Ceci devait être dit, noté et connu.
Voilà que tout est fini, que tout s’achève. Comme la vie. Toutes les vies. Mais il était encore jeune Abdoul Aziz Mbaye ! Jeune et brillant pour nous quitter ainsi sur la pointe des pieds.
Comme Pca de la Fondation mondiale pour le Mémorial et la sauvegarde de Gorée, nous avions de beaux chantiers en cours avec lui. Il y a peu, lors d’une séance de travail au téléphone, il se hâtait de trouver des fonds interafricains pour aider à la réalisation de ce projet de Mémorial. Oui, le plus cher à ton cœur était la construction du Mémorial de Gorée !
Dors sans crainte. Le Président Macky Sall veille et sa veille est admirable et pleine de promesses. Ton frère qui t’aime tant et qui te pleure, le ministre Abdoulaye Diop, se souviendra. Tu te rappelles de notre rencontre dans son bureau ? Quelle belle amitié entre vous deux ! Quelle noble fidélité entre vous !

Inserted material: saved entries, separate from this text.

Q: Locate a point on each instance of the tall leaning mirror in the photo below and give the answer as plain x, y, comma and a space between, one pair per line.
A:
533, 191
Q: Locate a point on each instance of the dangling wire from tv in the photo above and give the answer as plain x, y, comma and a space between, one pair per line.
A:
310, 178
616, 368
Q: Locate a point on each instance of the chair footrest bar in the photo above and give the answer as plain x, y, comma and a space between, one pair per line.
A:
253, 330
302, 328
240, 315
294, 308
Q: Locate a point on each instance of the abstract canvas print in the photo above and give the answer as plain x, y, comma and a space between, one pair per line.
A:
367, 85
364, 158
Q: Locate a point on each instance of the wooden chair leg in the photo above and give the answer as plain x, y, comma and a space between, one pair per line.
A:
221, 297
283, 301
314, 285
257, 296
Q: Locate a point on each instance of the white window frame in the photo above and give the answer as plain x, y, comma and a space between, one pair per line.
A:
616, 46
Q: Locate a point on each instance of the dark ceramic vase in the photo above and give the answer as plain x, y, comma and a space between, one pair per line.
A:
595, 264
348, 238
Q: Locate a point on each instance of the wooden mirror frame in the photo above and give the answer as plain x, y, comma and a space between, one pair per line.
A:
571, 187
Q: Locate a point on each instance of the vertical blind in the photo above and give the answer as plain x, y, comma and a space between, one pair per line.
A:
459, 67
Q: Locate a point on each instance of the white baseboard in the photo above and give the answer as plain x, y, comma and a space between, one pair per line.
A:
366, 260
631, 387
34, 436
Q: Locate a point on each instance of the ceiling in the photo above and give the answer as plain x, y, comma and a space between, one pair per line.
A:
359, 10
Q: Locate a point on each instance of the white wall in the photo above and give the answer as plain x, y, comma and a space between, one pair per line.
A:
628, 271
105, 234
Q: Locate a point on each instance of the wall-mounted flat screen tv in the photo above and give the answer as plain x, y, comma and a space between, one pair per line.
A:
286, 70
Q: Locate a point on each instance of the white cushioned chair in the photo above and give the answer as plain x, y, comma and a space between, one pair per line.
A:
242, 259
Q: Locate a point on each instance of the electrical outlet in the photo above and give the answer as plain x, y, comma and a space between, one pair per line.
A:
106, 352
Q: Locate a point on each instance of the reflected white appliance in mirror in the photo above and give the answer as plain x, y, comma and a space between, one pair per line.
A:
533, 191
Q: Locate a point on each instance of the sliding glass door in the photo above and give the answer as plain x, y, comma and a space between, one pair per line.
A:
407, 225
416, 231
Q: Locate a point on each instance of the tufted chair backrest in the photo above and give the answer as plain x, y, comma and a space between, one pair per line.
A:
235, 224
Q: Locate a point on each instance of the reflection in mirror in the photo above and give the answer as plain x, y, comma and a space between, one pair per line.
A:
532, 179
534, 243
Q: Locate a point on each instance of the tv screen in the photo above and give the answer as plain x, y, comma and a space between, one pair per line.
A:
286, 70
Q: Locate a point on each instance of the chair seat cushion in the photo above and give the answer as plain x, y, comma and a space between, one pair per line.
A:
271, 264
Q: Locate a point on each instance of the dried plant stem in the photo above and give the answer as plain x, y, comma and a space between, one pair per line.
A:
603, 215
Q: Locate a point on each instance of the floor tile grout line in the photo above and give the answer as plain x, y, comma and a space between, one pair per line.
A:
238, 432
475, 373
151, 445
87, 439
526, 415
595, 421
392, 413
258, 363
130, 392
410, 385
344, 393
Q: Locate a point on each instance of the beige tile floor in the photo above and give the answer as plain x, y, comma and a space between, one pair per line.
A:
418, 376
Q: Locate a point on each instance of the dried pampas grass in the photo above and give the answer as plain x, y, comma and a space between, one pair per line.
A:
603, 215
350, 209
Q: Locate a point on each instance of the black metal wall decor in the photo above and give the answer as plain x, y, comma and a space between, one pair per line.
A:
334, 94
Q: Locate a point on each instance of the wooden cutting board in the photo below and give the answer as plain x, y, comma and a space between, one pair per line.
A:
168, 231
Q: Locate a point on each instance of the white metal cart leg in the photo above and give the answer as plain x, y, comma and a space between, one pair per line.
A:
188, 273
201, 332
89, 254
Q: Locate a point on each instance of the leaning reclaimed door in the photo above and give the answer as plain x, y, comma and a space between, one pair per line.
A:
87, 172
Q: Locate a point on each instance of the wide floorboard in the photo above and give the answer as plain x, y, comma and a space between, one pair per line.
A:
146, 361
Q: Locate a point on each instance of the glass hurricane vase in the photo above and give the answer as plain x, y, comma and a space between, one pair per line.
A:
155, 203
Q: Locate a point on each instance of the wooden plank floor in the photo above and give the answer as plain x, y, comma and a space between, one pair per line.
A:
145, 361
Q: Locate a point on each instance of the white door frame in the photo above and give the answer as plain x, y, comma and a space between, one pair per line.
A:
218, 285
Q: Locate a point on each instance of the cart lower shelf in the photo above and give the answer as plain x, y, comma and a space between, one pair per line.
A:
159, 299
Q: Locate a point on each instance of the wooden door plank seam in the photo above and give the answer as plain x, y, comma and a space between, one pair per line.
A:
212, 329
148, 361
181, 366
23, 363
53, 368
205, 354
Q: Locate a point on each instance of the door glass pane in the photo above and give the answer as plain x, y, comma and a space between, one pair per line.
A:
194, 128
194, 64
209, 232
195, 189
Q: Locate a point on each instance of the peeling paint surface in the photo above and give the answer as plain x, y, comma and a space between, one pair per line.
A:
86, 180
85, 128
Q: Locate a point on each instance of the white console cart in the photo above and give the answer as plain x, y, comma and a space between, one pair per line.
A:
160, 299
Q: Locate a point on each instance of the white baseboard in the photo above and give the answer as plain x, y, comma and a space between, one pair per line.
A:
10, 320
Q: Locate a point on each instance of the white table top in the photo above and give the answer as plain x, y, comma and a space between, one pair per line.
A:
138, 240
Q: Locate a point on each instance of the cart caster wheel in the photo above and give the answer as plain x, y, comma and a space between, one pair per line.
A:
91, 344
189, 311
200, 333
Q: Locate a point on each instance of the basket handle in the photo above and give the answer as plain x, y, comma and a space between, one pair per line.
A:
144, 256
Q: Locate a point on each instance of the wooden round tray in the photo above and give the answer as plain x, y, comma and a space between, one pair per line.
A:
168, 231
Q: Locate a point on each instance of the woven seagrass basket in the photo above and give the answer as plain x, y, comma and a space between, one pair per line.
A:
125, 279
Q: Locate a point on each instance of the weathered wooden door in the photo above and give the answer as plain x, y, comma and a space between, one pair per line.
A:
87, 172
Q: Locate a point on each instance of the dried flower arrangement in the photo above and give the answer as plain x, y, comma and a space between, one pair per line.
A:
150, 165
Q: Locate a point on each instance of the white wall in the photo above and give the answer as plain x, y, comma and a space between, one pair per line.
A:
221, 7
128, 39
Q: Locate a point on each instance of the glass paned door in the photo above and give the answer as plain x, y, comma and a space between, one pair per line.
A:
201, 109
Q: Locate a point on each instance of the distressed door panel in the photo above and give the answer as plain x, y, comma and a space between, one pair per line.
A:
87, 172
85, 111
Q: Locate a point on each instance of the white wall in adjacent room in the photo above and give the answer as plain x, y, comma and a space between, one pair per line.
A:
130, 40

«Le Mémorial se fera» selon la prophétie de l’architecte Mamadou Berthé face à un prince belliqueux des années 2000 ! Nous ne t’oublierons pas Abdoul Aziz Mbaye !
Tu avais le courage de «dégager l’activité intellectuelle de son instrumentalisation par la politique». Tu savais et croyais que «c’est dans l’autonomie de la pensée que réside l’utilité politique et civique d’un peuple». Comme ministre de la Culture, tu avais cette vision noble et cette pratique si honorable.
«Alors que s’agrandit sans cesse le champ de nos connaissances, un domaine reste inaccessible à la science, celui de la foi.» C’est adossé à cette foi qui est notre boussole, notre refuge, notre espérance, que je salue ta mémoire, celle d’un grand fils du Sénégal et de l’Afrique. Tu avais encore tellement de choses à nous dire, à nous apporter !
67 ans, c’est si peu, si court, surtout quand le soleil est si haut sur votre front ! Il y avait encore tant de terres arables à féconder ! Mais nous ne serons jamais de taille pour vaincre la mort !
Vous avez été très cher à nos cœurs si chers Abdoul Aziz Mbaye !
Combien de temps nous faut-il, nous les vivants, avant que la banquise ne fonde ? Nous prions pour toi, qui a franchi le mur de l’invisible. Prie pour nous que tes yeux voient.